Don't forget to register for the Healthy Life Summit!  This free online conference runs from March 24-30, 2013, and features all kinds of health "rock stars" discussing organic and natural food lifestyles.


  1. Great job! Jen @

  2. Lovely tips for making baby headbands !! Learn more about classic men's headbands at kooshoo for yoga & other exercise.

  3. how sweet way for making these type of sweet hairbands...

  4. The Arts are perhaps more looked after, and certainly more talked about, than they have ever been before, and the beautifying of houses, to those to whom it is possible, has become in some cases almost a religion, so little is known of the actual designer and maker of those familiar things which contribute so much to the comfort and refinement of life — of our chairs and cabinets, our chintz's and wall-papers these details.

  5. Hi people,
    Thank you so much for this wonderful article really!
    If someone want to learn more about the baby girls headbands I think this is the right place for you!

  6. First of all, baby is damn damn cute. Loved her smile! Thanks for this wonderful piece of information you've shared! If you are looking for Best Sewing Machines to sew this kind of fabric, it might be the right place to look for!

  7. Hey everyone, baby is damn adorable and thanks for providing such great piece of knowledge. If you are looking for some serious photography work feel free to visit our blog.

  8. You have to get the best photography team to make it up your mark!

  9. It's good to be back here again. Thanks for all the info!! Best Indian Wedding Photography team in New Delhi, India.

  10. Well this is one of a kind and a good read too. It actually reminded me of my baby when she has no hair and I really wanted her to wear some hair clips so I decided to buy some of those non slip headband from and everyone can recognize that she is a girl.


Post a Comment

I will just take a quick peek at your comment before it posts to avoid getting bombarded by spam. Please don't take it personally, I'm sure you're a lovely person.

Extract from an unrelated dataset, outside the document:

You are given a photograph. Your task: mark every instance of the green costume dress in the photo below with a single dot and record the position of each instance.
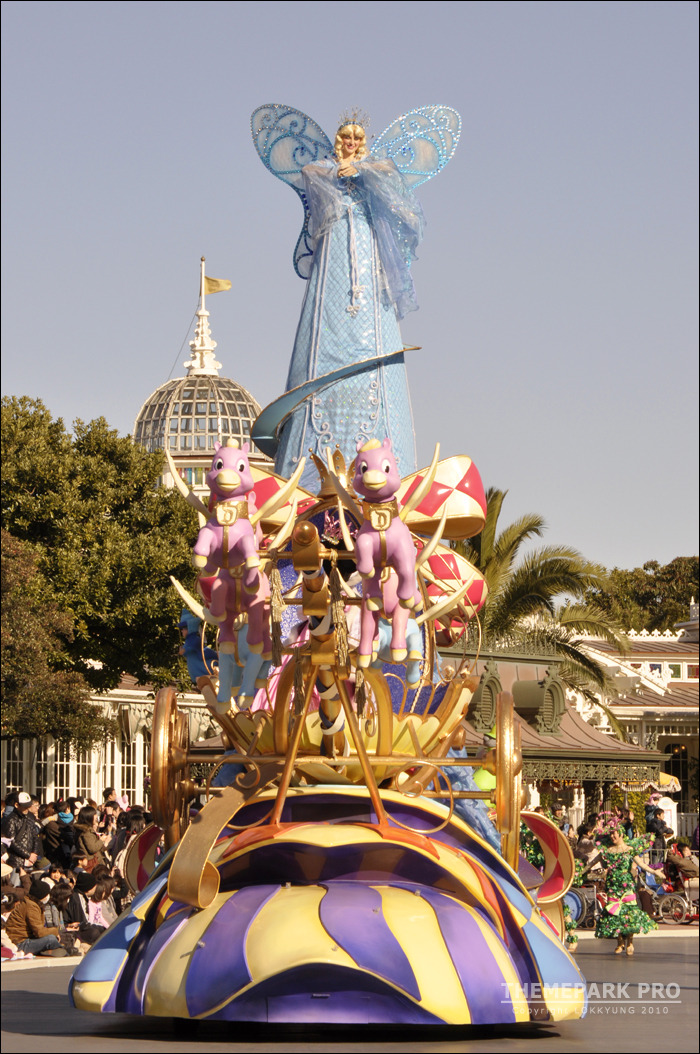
(622, 916)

Popular posts from this blog

Homemade Drain Cleaner

To avoid clogging and bad odors, sink and tub drains should be periodically cleaned. A once a month cleaning with a non-toxic, homemade cleaner prevents needing a stronger, usually sodium hydroxide (lye) based, cleaner to remove clogs.  Sodium hydroxide is extremely caustic, and will damage the lungs if inhaled, burn skin and eyes, and can be fatal if swallowed.  In addition, the heat generated by using sodium hydroxide can soften PVC pipes, and damage old, corroded pipes.  It also changes the pH of water and can cause fish kills. A much nicer alternative to this harsh chemical is the simple combination of baking soda and vinegar, followed with boiling water.  When baking soda and vinegar are combined, they foam and expand, cleaning the sides of your pipes and dissolving fatty acids.  The boiling water then washes it all away.  This method is a great way to use up the box of baking soda in your frig that is not longer doing a good job of deodorizing. Ingredients: 1 Cup baki

Soapmakers: Why You Shouldn't Use Vinegar if You Come into Contact with Lye

It was one of the first things I learned when I began making my own soap; I read it in books and on the internet: "Always keep a jug of vinegar on hand when you are working with lye.  Vinegar neutralizes lye." Soapers, have you heard this?  Do you practice the habit of keeping vinegar nearby when you make your soaps?  So did I, until recently, when I read an interesting post on a soap forum, and then decided to research the claim myself.

Why Did My Chicken Lay That Strange Egg? {Decoding 10 Chicken Laying Issues}

What do you got? A huge egg with two yolks in it?  A wrinkly misshapen egg?  An egg with a soft shell?  Or perhaps the all-inclusive just plain weird looking egg? Whatever it is, I hope to help clear up some of the mystery behind: Why Did My Chicken Lay That Strange Egg?